Perhaps today just isn’t going to be Thursday’s day. Join her on a truly breathtaking adventure, and find out for yourself. Fiction will never be the same again …
Did that help? I hope it did. Anyway, I’m forever recommending this to people who love books – because there is so much love for literature in here. I mean what’s not to love about a world where the three most visited tourist attractions are Anne Hathaway’s cottage, the Bronte’s Parsonage and Dickens’ house? And even if you don’t usually read fantasy, if you like books (and books about books) then you should still give this a go. And if you do read fantasy, and like people like Terry Pratchett and Connie Willis, then you should read this (in fact, why haven’t you already?) It’s funny and clever and so well realised that the weird alternative world feels real within a couple of pages. Also they have the best puntastic titles in the business. There are seven books in the series – and we’ve been waiting for an eighth for some considerable time now – as in eight years. Maybe this year is the year? But anyway, if you like the first book there is plenty to keep you going. And as well as the Thursday books there are two books in the related (but in a sideways manner that may only make sense if you’ve read the Thursday books) Nursery Crime series (which you can see here too) so once you’ve read all the Thursday books you can go on and read those. If you’ve read Jodi Taylor’s Chronicles of St Mary’s series, you should totally try these too.

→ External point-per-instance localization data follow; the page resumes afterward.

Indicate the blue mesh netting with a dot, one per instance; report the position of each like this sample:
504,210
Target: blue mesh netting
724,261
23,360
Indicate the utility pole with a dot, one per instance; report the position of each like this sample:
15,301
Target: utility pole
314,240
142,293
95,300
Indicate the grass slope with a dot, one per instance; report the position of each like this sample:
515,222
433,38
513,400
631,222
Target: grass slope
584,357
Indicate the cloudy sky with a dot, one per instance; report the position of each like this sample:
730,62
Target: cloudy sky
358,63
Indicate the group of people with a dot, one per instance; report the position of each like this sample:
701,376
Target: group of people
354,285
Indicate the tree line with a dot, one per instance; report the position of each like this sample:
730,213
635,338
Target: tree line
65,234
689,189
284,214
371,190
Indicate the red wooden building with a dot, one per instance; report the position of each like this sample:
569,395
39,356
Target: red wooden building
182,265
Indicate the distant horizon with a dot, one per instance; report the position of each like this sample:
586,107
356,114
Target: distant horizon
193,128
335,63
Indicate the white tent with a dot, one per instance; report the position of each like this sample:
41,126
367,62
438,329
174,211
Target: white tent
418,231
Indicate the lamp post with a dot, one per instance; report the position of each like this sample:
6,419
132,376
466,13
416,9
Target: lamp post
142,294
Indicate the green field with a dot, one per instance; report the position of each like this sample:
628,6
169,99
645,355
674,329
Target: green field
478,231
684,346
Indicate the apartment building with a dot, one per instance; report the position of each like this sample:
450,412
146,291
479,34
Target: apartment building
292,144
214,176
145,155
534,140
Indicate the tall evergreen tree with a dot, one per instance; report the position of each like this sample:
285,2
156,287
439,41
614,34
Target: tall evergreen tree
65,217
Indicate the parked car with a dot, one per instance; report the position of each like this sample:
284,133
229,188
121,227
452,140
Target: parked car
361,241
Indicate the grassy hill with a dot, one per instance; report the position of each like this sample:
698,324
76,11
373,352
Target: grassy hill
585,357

I’ve written a bit about Jasper Fforde before – his latest standalone book Early Riser was a BotW pick last year – and all of his adult books share some similar DNA, without being in the same world – so if you like one book or series, it’s worth trying the others. But whatever you do start at the beginning – so that’s The Eyre Affair (Kindle/Kobo) for Thursday – or get the omnibus of the first three for a pound more (Kindle/Kobo), The Big Over Easy for Nursery Crime (Kindle/Kobo) and The Last Dragonslayer for his middle grade series (Kindle/Kobo). I’ve found that most good bookshops will have a couple of Fforde’s in stock, but it does vary which ones.